Testing a change in the release pipeline

All releases are run in an automated way. Manual releases should never be run.

Task

This walkthrough shows an experiment updating RTX from version 2.7.3 to 2.10.0.

Steps

1. Checking the raw data

Identify the new version of the data source in GCS. For public KG data sources like RTX-KG2, it should follow this pattern:

data.dev.everycure.org/data/01_RAW/KGs/rtx_kg2/{version}

For example, RTX v2.10.0

data.dev.everycure.org/data/01_RAW/KGs/rtx_kg2/v2.10.0

Check the nodes and edges tables are there in the correct format

e.g.

nodes_c.tsv
edges_c.tsv
curie_to_pmids.sqlite

You can check what the catalog expects here:

conf/base/ingestion/catalog.yml

RTX nodes:

ingestion.raw.rtx_kg2.nodes@spark:
  <<: *_layer_raw
  type: matrix_gcp_datasets.gcpLazySparkDataset
  filepath: ${globals:paths.raw_public}/KGs/rtx_kg2/${globals:data_sources.rtx_kg2.version}/nodes_c.tsv
  file_format: csv
  load_args:
    sep: "\t"
    header: true

This would be the corresponding catalog entry for ROBOKOP:

ingestion.raw.robokop.nodes@spark:
  <<: *_layer_raw
  type: matrix_gcp_datasets.gcpLazySparkDataset
  filepath: ${globals:paths.raw_public}/KGs/robokop-kg/${globals:data_sources.robokop.version}/nodes.orig.tsv
  file_format: csv
  load_args:
    sep: "\t"
    header: true
    index: false

Make sure the files in the file path match with the catalog entry.

2. Make required code changes

Checkout a new branch.
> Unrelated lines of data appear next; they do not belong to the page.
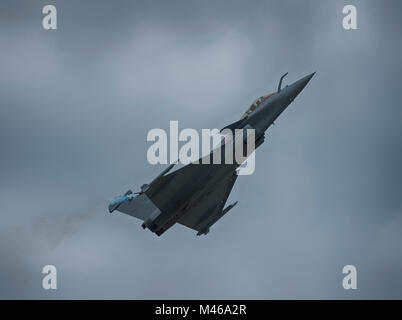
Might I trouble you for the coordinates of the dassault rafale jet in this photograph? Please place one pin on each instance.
(195, 195)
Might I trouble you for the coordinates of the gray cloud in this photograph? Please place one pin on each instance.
(77, 103)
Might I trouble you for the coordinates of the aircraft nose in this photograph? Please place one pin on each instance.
(295, 88)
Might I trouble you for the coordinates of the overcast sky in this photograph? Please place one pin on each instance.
(76, 105)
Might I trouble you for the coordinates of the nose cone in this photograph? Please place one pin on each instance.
(295, 88)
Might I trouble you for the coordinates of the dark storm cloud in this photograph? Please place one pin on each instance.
(77, 103)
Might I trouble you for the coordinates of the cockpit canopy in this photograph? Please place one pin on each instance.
(255, 104)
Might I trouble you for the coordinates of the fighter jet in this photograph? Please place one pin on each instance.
(195, 195)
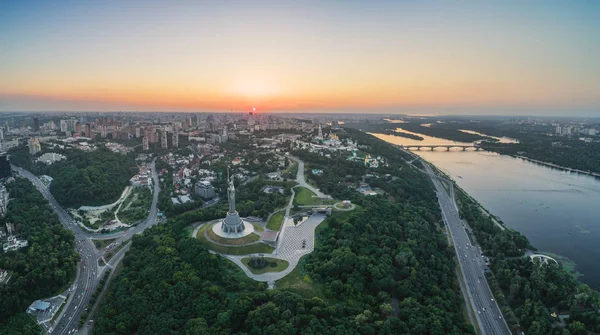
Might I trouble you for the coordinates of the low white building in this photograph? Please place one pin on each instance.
(14, 243)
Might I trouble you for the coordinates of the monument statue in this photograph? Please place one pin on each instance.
(231, 194)
(232, 224)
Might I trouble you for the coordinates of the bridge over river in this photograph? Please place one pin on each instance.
(432, 147)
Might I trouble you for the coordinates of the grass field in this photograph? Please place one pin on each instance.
(101, 244)
(280, 265)
(291, 171)
(304, 196)
(276, 220)
(258, 248)
(231, 241)
(300, 283)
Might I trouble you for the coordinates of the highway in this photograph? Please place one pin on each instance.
(471, 262)
(88, 272)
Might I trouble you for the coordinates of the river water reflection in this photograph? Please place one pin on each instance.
(558, 211)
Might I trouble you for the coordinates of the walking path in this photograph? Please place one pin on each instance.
(291, 237)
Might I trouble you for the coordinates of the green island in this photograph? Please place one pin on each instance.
(305, 196)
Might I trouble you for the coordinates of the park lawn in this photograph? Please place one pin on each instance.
(304, 196)
(291, 171)
(281, 265)
(276, 220)
(101, 244)
(258, 248)
(231, 241)
(300, 283)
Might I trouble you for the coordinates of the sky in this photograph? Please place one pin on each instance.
(446, 57)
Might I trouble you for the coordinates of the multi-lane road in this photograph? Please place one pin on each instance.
(471, 262)
(88, 271)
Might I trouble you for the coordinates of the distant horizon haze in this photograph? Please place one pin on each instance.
(447, 58)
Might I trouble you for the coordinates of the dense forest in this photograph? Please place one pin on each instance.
(90, 178)
(85, 178)
(533, 290)
(387, 268)
(44, 267)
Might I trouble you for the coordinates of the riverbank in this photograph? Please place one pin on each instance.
(594, 174)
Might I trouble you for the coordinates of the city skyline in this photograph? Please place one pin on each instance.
(384, 57)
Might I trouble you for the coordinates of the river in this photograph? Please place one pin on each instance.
(558, 211)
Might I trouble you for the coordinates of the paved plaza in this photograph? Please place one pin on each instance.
(289, 247)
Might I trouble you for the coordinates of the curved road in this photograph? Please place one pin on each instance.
(88, 271)
(471, 263)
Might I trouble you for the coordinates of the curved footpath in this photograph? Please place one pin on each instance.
(291, 237)
(289, 247)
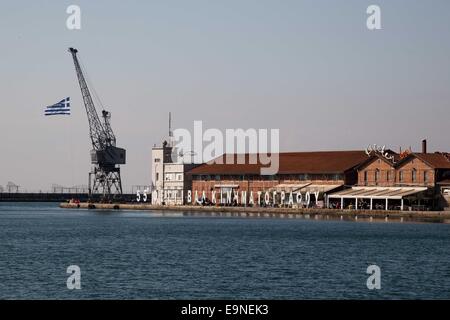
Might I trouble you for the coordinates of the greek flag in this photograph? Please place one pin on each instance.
(62, 107)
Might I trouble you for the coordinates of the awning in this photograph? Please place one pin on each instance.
(377, 192)
(226, 186)
(322, 188)
(288, 187)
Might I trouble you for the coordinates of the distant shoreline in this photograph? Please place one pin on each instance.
(265, 212)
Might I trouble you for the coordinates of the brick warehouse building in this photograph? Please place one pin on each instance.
(410, 180)
(341, 179)
(299, 172)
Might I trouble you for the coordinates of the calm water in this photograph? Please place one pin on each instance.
(144, 255)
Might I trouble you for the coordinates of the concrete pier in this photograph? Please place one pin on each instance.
(285, 213)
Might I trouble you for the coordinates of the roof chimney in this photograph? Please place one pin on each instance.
(424, 146)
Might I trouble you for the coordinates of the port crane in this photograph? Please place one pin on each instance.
(106, 158)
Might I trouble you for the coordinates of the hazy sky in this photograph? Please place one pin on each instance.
(310, 68)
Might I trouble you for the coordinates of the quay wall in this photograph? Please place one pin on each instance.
(259, 212)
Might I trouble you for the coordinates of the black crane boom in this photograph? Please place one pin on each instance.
(105, 156)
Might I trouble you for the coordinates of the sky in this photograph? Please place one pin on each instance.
(311, 69)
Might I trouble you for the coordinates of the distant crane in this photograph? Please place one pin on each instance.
(105, 156)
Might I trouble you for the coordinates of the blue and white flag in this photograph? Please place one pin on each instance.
(62, 107)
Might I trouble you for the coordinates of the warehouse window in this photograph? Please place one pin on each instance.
(377, 175)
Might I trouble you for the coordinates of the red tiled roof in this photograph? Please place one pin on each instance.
(436, 160)
(319, 162)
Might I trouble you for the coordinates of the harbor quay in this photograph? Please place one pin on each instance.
(271, 212)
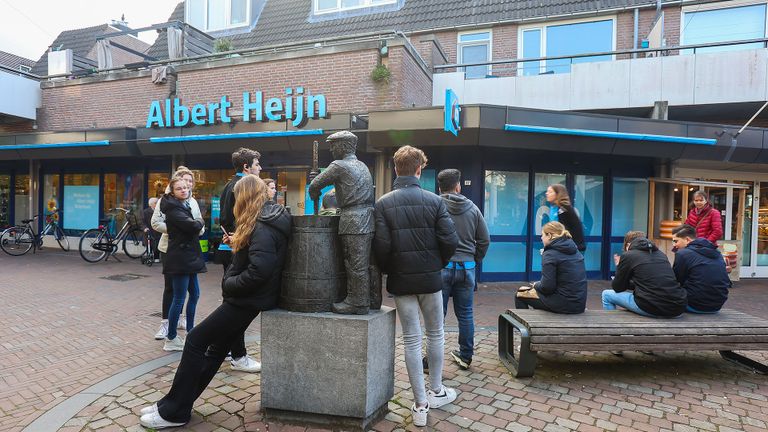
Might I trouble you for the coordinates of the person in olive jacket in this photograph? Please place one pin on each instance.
(563, 284)
(184, 258)
(250, 285)
(415, 238)
(645, 270)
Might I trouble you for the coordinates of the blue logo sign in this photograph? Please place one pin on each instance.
(452, 113)
(295, 106)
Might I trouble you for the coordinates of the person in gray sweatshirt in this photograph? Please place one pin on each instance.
(459, 275)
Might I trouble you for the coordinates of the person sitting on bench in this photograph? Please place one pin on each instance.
(700, 269)
(563, 284)
(645, 269)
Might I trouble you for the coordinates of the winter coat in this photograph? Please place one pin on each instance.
(253, 280)
(700, 269)
(470, 227)
(158, 222)
(567, 216)
(646, 269)
(563, 285)
(708, 223)
(184, 255)
(415, 238)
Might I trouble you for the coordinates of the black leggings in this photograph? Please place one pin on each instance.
(205, 348)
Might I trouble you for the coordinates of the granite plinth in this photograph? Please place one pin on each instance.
(327, 369)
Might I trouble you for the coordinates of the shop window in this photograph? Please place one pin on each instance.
(719, 24)
(5, 201)
(630, 206)
(329, 6)
(475, 47)
(554, 40)
(81, 202)
(21, 198)
(213, 15)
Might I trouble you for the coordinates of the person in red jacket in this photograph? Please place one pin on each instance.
(705, 218)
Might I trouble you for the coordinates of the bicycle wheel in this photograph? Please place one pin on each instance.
(93, 246)
(16, 241)
(133, 244)
(58, 233)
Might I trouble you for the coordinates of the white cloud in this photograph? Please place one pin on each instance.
(28, 27)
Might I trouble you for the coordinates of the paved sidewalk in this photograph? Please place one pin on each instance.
(64, 329)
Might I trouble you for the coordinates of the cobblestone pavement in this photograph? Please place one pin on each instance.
(63, 328)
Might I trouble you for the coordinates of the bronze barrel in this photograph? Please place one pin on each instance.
(314, 276)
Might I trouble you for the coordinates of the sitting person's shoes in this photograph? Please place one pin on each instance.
(461, 361)
(443, 397)
(154, 421)
(245, 364)
(419, 415)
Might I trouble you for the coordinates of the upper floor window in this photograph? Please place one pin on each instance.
(564, 39)
(708, 23)
(475, 47)
(329, 6)
(213, 15)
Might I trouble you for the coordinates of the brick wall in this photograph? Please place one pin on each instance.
(344, 79)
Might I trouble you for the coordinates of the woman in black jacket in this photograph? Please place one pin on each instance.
(183, 260)
(557, 195)
(250, 285)
(563, 284)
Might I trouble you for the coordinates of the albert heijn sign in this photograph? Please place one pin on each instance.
(296, 106)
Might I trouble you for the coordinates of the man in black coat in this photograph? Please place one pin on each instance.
(700, 269)
(244, 161)
(415, 238)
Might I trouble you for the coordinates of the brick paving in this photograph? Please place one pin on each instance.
(63, 329)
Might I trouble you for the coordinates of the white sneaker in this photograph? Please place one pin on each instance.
(150, 409)
(154, 421)
(162, 332)
(444, 397)
(419, 415)
(175, 344)
(245, 364)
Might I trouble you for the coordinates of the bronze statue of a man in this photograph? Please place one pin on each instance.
(354, 194)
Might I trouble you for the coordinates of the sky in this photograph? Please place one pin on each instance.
(28, 27)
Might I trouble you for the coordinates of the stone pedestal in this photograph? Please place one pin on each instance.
(327, 369)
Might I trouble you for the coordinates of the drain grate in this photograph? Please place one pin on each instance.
(124, 277)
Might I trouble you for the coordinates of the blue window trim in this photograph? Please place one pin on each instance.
(609, 134)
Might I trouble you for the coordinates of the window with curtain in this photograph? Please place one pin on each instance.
(556, 40)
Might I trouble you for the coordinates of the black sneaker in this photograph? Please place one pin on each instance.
(461, 361)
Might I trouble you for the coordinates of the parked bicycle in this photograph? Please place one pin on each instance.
(98, 244)
(20, 239)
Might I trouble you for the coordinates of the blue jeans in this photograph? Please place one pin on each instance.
(460, 284)
(625, 299)
(181, 285)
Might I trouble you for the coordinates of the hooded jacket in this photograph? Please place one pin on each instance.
(700, 269)
(415, 238)
(184, 255)
(563, 285)
(470, 227)
(707, 221)
(253, 280)
(646, 269)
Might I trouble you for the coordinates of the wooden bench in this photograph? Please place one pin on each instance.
(600, 330)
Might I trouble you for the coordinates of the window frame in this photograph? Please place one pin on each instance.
(227, 16)
(706, 7)
(542, 27)
(367, 4)
(488, 43)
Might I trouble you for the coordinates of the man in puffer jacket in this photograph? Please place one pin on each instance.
(415, 237)
(700, 269)
(646, 270)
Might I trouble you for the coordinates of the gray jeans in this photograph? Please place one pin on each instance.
(431, 306)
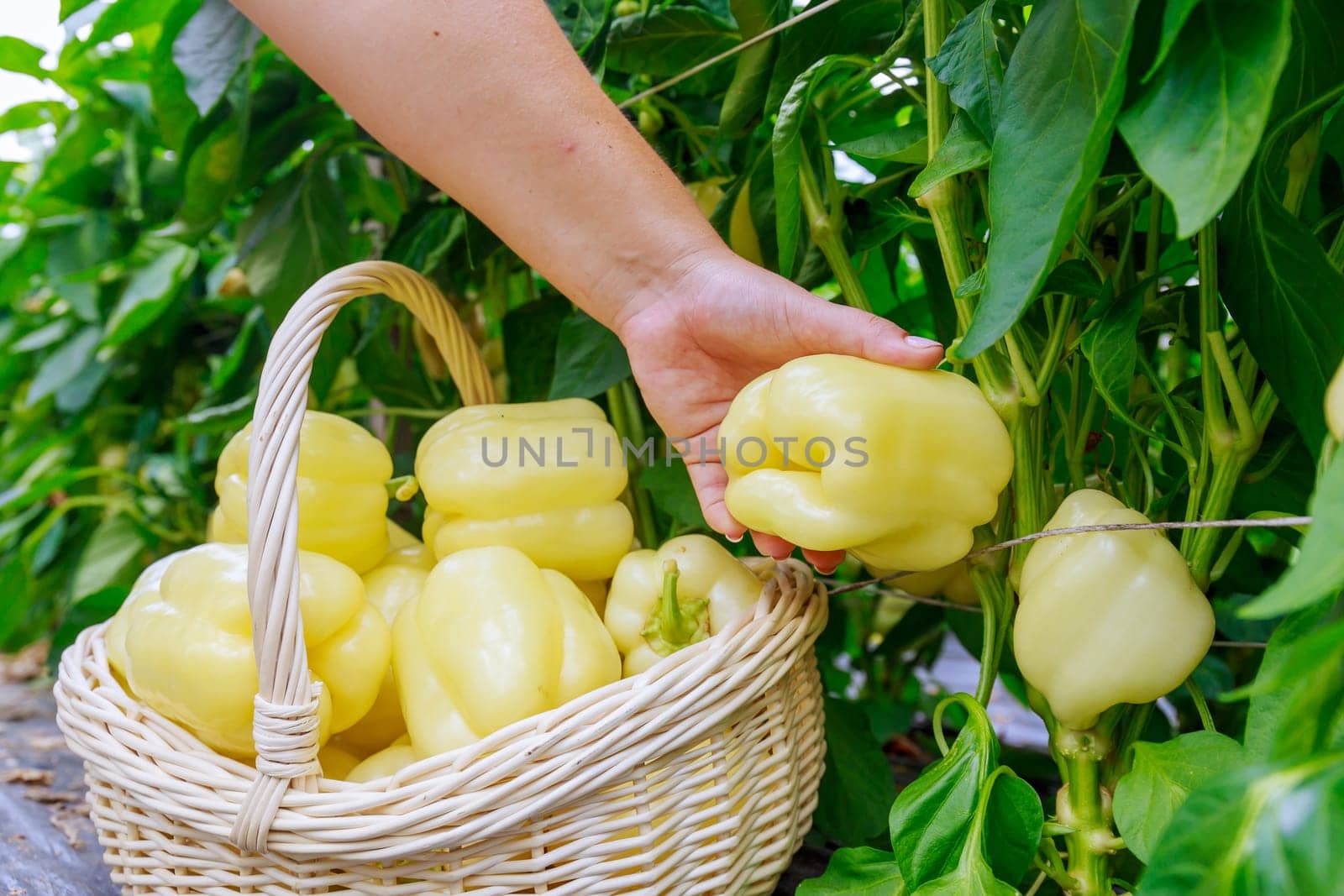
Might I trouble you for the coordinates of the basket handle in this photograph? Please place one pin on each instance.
(286, 714)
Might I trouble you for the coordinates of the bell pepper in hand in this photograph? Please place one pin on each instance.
(895, 466)
(492, 640)
(1106, 617)
(662, 600)
(183, 644)
(342, 490)
(542, 477)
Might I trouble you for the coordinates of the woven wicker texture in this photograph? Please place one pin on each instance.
(696, 777)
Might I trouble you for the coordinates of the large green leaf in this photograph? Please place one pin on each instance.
(1261, 831)
(858, 786)
(150, 291)
(932, 817)
(1059, 100)
(589, 359)
(1319, 571)
(972, 67)
(746, 96)
(212, 49)
(1160, 779)
(859, 871)
(1195, 129)
(669, 40)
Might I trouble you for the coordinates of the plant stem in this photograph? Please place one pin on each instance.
(828, 239)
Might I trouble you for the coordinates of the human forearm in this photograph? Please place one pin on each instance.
(490, 102)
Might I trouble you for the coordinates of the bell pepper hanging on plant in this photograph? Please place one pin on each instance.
(1106, 617)
(342, 490)
(665, 600)
(492, 640)
(183, 642)
(895, 466)
(543, 477)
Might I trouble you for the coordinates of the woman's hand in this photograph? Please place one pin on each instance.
(712, 328)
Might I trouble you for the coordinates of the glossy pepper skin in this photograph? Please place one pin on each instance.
(183, 642)
(1106, 617)
(492, 640)
(1335, 405)
(342, 492)
(902, 464)
(542, 477)
(712, 591)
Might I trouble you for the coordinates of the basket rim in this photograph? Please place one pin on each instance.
(168, 768)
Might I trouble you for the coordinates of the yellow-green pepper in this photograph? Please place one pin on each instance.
(895, 466)
(1335, 405)
(662, 600)
(342, 490)
(492, 640)
(183, 644)
(542, 477)
(1106, 617)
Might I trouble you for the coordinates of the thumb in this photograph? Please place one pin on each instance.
(840, 329)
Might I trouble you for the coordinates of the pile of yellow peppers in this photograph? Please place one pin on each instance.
(425, 647)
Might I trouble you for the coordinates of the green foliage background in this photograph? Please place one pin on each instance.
(1124, 215)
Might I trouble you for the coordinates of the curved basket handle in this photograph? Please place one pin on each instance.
(286, 715)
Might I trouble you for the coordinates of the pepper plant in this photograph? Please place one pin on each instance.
(1126, 217)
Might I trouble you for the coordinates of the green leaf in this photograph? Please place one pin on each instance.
(150, 291)
(530, 336)
(581, 20)
(857, 872)
(1319, 571)
(667, 40)
(961, 149)
(932, 817)
(1059, 100)
(786, 150)
(589, 359)
(745, 97)
(669, 486)
(1012, 826)
(850, 27)
(1162, 777)
(22, 56)
(64, 364)
(972, 67)
(1196, 127)
(858, 785)
(112, 548)
(1263, 829)
(1273, 692)
(1173, 19)
(212, 49)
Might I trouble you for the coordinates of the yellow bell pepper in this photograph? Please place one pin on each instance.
(1335, 405)
(183, 642)
(839, 453)
(542, 477)
(491, 640)
(385, 762)
(687, 590)
(1106, 617)
(952, 582)
(342, 490)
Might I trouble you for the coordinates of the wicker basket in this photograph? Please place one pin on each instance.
(696, 777)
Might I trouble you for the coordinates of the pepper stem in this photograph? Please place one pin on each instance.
(674, 624)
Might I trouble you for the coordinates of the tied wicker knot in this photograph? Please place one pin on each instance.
(286, 736)
(286, 747)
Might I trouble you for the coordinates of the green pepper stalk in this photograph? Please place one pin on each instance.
(676, 625)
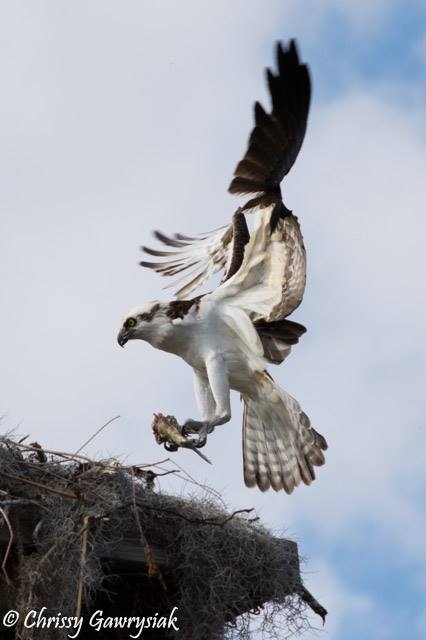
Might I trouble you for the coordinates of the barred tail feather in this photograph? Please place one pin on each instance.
(280, 448)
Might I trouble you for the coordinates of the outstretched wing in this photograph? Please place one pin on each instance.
(194, 260)
(277, 136)
(200, 257)
(273, 147)
(270, 281)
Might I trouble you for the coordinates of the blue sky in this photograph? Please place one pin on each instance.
(119, 117)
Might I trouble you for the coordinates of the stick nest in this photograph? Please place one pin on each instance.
(63, 515)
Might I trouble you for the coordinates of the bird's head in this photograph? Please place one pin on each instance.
(146, 322)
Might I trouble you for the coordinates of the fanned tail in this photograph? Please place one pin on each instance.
(280, 448)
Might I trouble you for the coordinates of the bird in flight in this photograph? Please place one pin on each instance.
(230, 335)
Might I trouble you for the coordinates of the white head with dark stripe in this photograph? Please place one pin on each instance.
(146, 322)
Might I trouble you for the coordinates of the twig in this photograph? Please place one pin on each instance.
(9, 544)
(96, 433)
(216, 523)
(46, 487)
(84, 539)
(153, 569)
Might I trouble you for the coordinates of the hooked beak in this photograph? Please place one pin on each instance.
(122, 337)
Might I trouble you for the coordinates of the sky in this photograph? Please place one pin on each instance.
(120, 117)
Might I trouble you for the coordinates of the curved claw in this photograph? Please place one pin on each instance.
(202, 441)
(169, 446)
(191, 426)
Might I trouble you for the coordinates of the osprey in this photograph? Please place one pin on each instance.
(230, 335)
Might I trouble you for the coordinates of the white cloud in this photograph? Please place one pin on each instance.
(119, 120)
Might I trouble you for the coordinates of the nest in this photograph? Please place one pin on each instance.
(79, 533)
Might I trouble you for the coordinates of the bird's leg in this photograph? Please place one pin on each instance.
(213, 396)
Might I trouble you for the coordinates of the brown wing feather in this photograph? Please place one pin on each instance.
(277, 136)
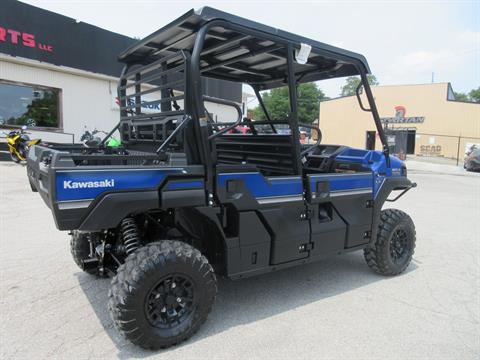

The branch name should reflect the name of the experiment.

Info

Do NOT checkout a branch with the desired release version (e.g. release/v0.4.8) as previously advised. The actual release logic will be handled by automation.

git checkout main
git pull origin main
git checkout -b <your-branch-name>

Update the parameters in the globals.yml file.

conf/base/globals.yml

data_sources:
  rtx_kg2:
    version: &_rtx_kg_version v2.7.3
  robokop:
    version: c5ec1f282158182f

Update to the desired version.

3. Run the pipeline

Save and commit the changes. Push your branch to the remote repository.

Run the pipeline to update the data source.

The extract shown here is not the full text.